To create a custom Keras callback, we need to create a class that inherits from keras.callbacks.Callback, the abstract base class used to build new callbacks. We can add one or more of a selection of methods, which will be run automatically during training, at times that their names specify: on_epoch_begin, on_epoch_end, on_batch_begin, on_batch_end, on_train_begin, and on_train_end.
Listing 11-13 shows how to create a callback that calculates and prints validation AUC to the screen at the end of each epoch.
import numpy as np
from keras import callbacks
from sklearn import metrics
➊ class MyCallback(callbacks.Callback):
➋ def on_epoch_end(self, epoch, logs={}):
➌ validation_labels = self.validation_data[1]
validation_scores = self.model.predict(self.validation_data[0])
# flatten the scores:
validation_scores = [el[0] for el in validation_scores]
fpr, tpr, thres = metrics.roc_curve(y_true=validation_labels,
y_score=validation_scores)
➍ auc = metrics.auc(fpr, tpr)
print('\n\tEpoch {}, Validation AUC = {}'.format(epoch,
np.round(auc, 6)))
model.fit_generator(
generator=training_generator,
# lowering steps_per_epoch so the example code runs fast:
steps_per_epoch=50,
epochs=5,
➎ validation_data=validation_data,
➏ callbacks=[
callbacks.ModelCheckpoint('results/model_epoch_{epoch}.h5',
monitor='val_loss',
save_best_only=False,
save_weights_only=False)
]
)
Listing 11-13: Creating and using a custom callback to print AUC to the screen after each training epoch
In this example, we first create our MyCallback class ➊, which inherits from callbacks.Callbacks. Keeping things simple, we overwrite a single method, on_epoch_end ➋, and give it two arguments expected by Keras: epoch and logs (a dictionary of log information), both of which Keras will supply when it calls the function during training.
Then, we grab the validation_data ➌, which is already stored in the self object thanks to callbacks.Callback inheritance, and we calculate and print out AUC ➍ like we did in “Evaluating the Model” on page 209. Note that for this code to work, the validation data needs to be passed to fit_generator() so that the callback has access to self.validation_data during training ➎. Finally, we tell the model to train and specify our new callback ➏. The result should look something like Figure 11-6.

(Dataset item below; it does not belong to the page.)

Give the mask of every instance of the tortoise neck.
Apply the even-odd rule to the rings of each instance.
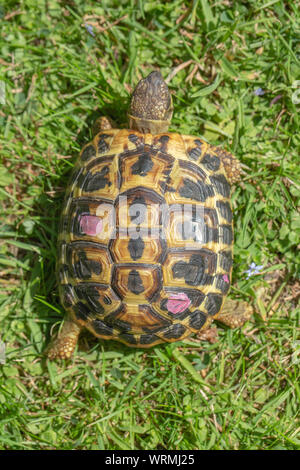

Figure 11-6: Console output from training a Keras model with a custom AUC callback
If what you really care about is minimizing validation AUC, this callback makes it easy to see how your model is doing during training, thus helping you assess whether you should stop the training process (for example, if validation accuracy is going consistently down over time).
In this chapter, you learned how to build your own neural network using Keras. You also learned to train, evaluate, save, and load it. You then learned how to enhance the model training process by adding built-in and custom callbacks. I encourage you to play around with the code accompanying this book to see what changes model architecture and feature extraction can have on model accuracy.
This chapter is meant to get your feet wet, but is not meant as a reference guide. Visit https://keras.io for the most up-to-date official documentation. I strongly encourage you to spend time researching aspects of Keras that interest you. Hopefully, this chapter has served as a good jumping-off point for all your security deep learning adventures!